L'articolo 61 della Costituzione prescrive un periodo massimo di 70 giorni di tempo tra il voto e lo scioglimento delle Camere da parte del Capo dello Stato, il quale firma un decreto presidenziale per indire i comizi elettorali «non più tardi del 45° giorno antecedente quello dalla votazione». Semplificando, questo vuol dire che tra lo scioglimento della Camere e il voto possono passare un massimo di 70 giorni e un minimo di 45.
L'esperienza ormai consolidata della poderosa macchina elettorale del Viminale insegna che mediamente i preparativi durano 55 giorni: ed è questa, infatti, la misura calibrata che si considera al Quirinale per la firma del decreto presidenziale che necessariamente deve seguire lo scioglimento delle Camere.
Applicata ai giorni tribolati del governo Conte, la formula ci condurrebbe a due scenari.
Il primo è del tutto teorico e altamente improbabile: mancata risposta dei vicepremier Salvini e Di Maio all'ultimatum lanciato dal presidente Conte, dimissioni immediate del premier, scioglimento delle Camere, voto a fine luglio, magari domenica 28 luglio con mezza Italia lontana dalla residenza anagrafica dove si vota.
A parte che una crisi parlamentare (con richiesta di un voto di fiducia davanti alle Camere) richiederebbe altro tempo che farebbe slittare l'intera macchina elettorale a domenica 4 agosto, è inimmaginabile (per il Quirinale ma anche per i partiti) creare le precondizioni per un'astensione da record.
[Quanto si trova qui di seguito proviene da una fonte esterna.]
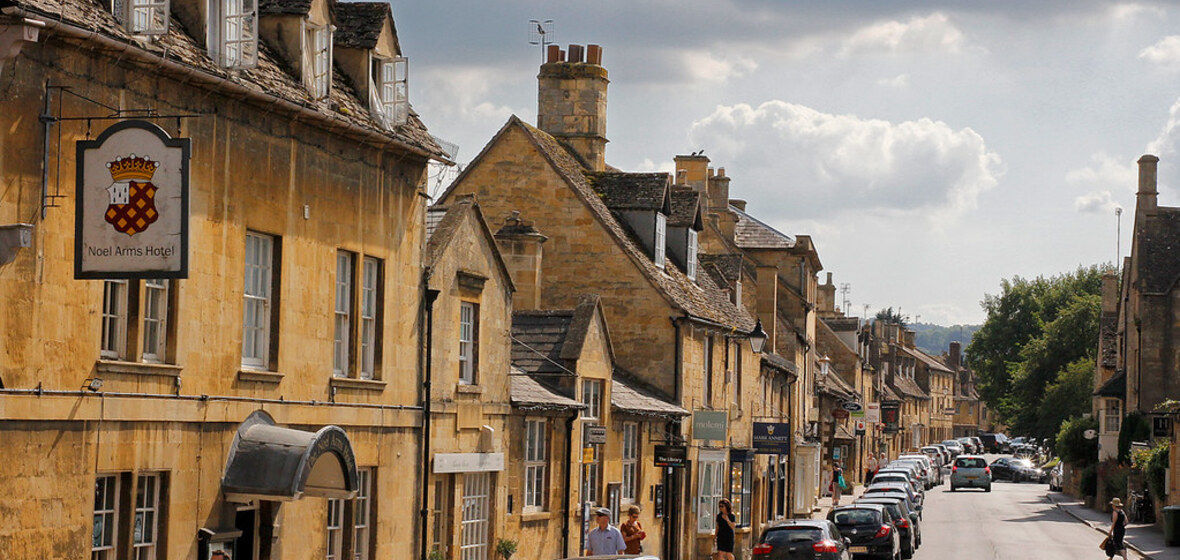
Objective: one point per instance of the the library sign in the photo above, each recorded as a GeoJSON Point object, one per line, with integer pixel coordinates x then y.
{"type": "Point", "coordinates": [132, 204]}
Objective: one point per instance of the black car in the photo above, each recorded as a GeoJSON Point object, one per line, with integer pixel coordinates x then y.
{"type": "Point", "coordinates": [908, 521]}
{"type": "Point", "coordinates": [870, 529]}
{"type": "Point", "coordinates": [805, 539]}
Il secondo scenario, possibile ma per niente scontato, porta alle elezioni politiche a settembre (15, 22 o 29 le date possibili).
Il governo, però, dovrebbe vivacchiare ancora un mese e mezzo, se non due, con il preciso intento (chiesto dall' Europa e sottoposto alla alta vigilanza dal Colle) di provare a raddrizzare i conti pubblici per dare un segnale preciso a chi ci sta tenendo sotto osservazione ventilando la procedura di infrazione per debito eccessivo.
Da qui a fine luglio, dunque, il governo in carica destinato a liquefarsi sotto il sole in piena estate, metterebbe mano a una «pre-manovra» di alcune decine di miliardi per rassicurare i mercati e la Ue. C' è da scommettere, però, che un' operazione così congeniata sarebbe accompagnata soltanto dalle impronte digitali e dalle fotografie di riconoscimento del premier Giuseppe Conte e del ministro dell' Economia Giovanni Tria: i due infatti sarebbero «sacrificabili» in quanto non hanno partiti ed elettori cui rispondere.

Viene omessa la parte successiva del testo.